Felix Braquemond "La Terrasse de la Villa Brancas"
( vorne rechts Marie, hinten links Louise; 1878 )
1874 ist die Familie Bracquemond nach Sèvres in die Villa Brancas übergesiedelt, nachdem sie seit 1871 an anderer Stelle im Ort gewohnt haben. Die Villa bietet eigentlich alle Möglichkeiten,  Künstlerkollegen zu empfangen wie die Impressionisten Edgar Degas - der Marie wiederum mit mit Pierre-Auguste Renoir und Claude Monet bekannt macht, deren Gemälde sie bewundert -, Edouard Manet, Alfred Sisley und Paul Gauguin, der Marie 1886 eines seiner Gemälde widmet. Dennoch wird Marie zunehmend das Gefühl nicht los, dass ihr Mann sie der Pariser Szene durch diesen Wohnort entzieht. Sie verfügt dort auch über kein eigenes Atelier und kann in dem ihres Mannes dem Wunsch nach mehr Licht & Farbe in ihren Arbeiten nicht so nachkommen, wie sie möchte.

Denn schon ab 1880 wendet sie sich von der traditionellen, akademischen Malerei ab und hin zum Impressionismus.
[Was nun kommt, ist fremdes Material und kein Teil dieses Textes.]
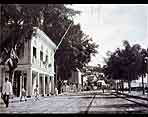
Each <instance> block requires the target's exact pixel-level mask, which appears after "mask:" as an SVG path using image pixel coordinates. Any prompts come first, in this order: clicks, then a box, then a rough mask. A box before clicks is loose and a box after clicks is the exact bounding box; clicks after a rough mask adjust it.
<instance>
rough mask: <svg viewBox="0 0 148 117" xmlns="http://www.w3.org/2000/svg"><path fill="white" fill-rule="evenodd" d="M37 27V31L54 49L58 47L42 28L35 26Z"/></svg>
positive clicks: (40, 35) (38, 34) (34, 28)
mask: <svg viewBox="0 0 148 117" xmlns="http://www.w3.org/2000/svg"><path fill="white" fill-rule="evenodd" d="M34 29H36V33H37V34H38V35H40V36H42V37H43V38H44V39H45V40H44V41H45V42H46V43H47V44H50V45H51V46H52V47H53V48H54V49H56V44H55V43H54V42H53V41H52V40H51V39H50V38H49V37H48V36H47V35H46V34H45V32H43V31H42V30H41V29H39V28H37V27H34Z"/></svg>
Sie verwendet eine lebendige Farbpalette, dynamische Pinselstriche und malte  en plein air. Auf Einladung von Edgar Degas nimmt sie an den drei großen Impressionisten-Ausstellungen von 1879, 1880 und 1886 teil. 

"La dame en blanc", Studie dafür, "Interieur eines Salons"
(ca. 1880 bzw. 1890)


Da ihr ein nur begrenzter Zugang zu Modellen in der Kleinstadt zur Verfügung steht, nutzt die Künstlerin die Gelegenheit, ihre Schwester, die bei ihnen lebt, in ihrem Garten in Sèvres als Modell einzusetzen, um Lichteffekte zu studieren, wie beispielsweise  bei "La Dame en blanc". Maries bis dato eher kleine, zurückhaltende Werke weichen größeren Gemälden mit intensiverer Farbgebung. Neben Edgar Degas und Paul Gauguin werden jetzt auch Claude Monet und Auguste Renoir ihre Mentoren. 

Die Familie
(Louise, Félix, Marie & Pierre; 1886)
Es ist vor allem Gauguin, den Marie zeitweilig bei sich aufgenommen hat, als er wirtschaftlich ruiniert da steht. Der rät ihr, ihre bis dahin eher noch zurückhaltende impressionistische Farbpalette deutlich leuchtender zu gestalten, und zeigt ihr, wie sie ihre Leinwand vorbereiten muss, um die  angestrebten intensiven Farbtöne zu erzielen.

In ihren Gemälden "ist das Licht logisch zerlegt, die Farbe leidenschaftlich und harmonisch gesteigert. Ihre Formen waren weniger skizzenhaft und spontan; sie bewahrten bis zu einem gewissen Grad ihre neoklassizistische Ausbildung sowie die für den akademischen Stil typischen, ausgearbeiteten Oberflächen." Marie  bereitet ihre impressionistischen Gemälde also nach wie vor gewissenhaft nach traditionellen Gepflogenheiten durch Skizzen und Zeichnungen vor.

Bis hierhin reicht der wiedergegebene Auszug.